A few moments later Yevsey heard the old man's low dejected exclamation:
"That woman is a dangerous creature! Yes, yes! She tries to find everything out, and makes you tell her whatever she wants."
Yevsey looked at him from a distance, and thought:
"I wish you were dead."
The days passed rapidly, fused in a jumbled mass, as if joy were lying in wait ahead. But every day grew more and more exciting.
CHAPTER VII
The old man became sulky and taciturn. He peered around strangely, suddenly burst into a passion, shouted, and howled dismally, like a sick dog. He constantly complained of a pain in his head and nausea. At meals he smelt of the food suspiciously, crumbled the bread into small pieces with his shaking fingers, and held the tea and brandy up to the light. His nightly scoldings of Rayisa, in which he threatened to bring ruin upon her, became more and more frequent. But she answered all his outcries with soft composure.

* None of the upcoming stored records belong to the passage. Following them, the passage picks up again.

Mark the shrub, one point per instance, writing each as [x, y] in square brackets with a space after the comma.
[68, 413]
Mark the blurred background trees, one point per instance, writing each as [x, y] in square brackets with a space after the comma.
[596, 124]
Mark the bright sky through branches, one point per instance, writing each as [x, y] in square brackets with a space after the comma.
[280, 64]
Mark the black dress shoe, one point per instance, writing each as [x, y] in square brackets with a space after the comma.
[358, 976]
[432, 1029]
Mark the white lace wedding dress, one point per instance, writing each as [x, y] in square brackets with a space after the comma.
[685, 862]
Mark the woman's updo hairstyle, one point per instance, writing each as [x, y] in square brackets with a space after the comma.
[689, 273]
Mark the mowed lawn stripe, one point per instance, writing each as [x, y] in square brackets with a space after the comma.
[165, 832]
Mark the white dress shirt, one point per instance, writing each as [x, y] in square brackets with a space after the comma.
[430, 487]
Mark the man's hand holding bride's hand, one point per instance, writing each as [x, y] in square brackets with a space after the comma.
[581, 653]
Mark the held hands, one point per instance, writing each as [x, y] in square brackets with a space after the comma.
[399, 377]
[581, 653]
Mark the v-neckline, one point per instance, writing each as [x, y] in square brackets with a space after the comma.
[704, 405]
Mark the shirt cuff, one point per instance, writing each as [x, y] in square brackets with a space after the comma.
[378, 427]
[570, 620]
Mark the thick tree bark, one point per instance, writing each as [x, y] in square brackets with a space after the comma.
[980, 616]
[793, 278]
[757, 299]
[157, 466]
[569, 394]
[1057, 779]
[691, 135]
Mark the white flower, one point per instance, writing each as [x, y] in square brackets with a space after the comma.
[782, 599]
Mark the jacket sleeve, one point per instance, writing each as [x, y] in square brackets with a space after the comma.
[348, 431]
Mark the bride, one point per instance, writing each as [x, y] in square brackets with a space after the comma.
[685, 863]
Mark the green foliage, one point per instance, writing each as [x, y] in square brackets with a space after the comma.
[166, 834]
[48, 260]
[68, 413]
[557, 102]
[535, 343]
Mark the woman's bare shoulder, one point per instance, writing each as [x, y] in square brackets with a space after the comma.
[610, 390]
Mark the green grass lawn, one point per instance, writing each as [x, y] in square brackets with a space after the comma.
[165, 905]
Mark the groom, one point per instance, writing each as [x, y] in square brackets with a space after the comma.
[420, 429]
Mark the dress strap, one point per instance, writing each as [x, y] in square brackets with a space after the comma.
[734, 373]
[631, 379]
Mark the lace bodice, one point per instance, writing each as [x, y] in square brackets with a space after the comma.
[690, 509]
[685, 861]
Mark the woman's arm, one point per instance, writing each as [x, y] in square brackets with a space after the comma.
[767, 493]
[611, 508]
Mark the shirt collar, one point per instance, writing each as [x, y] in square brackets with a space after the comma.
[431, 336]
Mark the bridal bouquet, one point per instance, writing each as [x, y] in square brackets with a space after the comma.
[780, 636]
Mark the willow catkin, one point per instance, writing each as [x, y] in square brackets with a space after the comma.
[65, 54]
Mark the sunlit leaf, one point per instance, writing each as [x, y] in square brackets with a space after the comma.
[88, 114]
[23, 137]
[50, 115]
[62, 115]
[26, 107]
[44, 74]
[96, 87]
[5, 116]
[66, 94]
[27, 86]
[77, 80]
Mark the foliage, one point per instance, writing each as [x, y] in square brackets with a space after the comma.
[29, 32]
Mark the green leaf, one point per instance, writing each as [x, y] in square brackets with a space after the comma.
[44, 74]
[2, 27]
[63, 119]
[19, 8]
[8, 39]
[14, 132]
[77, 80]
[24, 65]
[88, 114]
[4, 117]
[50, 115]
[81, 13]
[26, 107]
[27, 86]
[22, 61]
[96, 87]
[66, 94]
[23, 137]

Yevsey's love for the woman waxed stronger, and his sad, embittered heart was filled with hatred of his master.
"Don't I understand what you're up to, you low-down woman?" raged the old man. "What does my sickness come from? What are you poisoning me with?"
"What are you saying? What are you saying?" exclaimed the woman, her calm voice quivering. "You are sick from old age."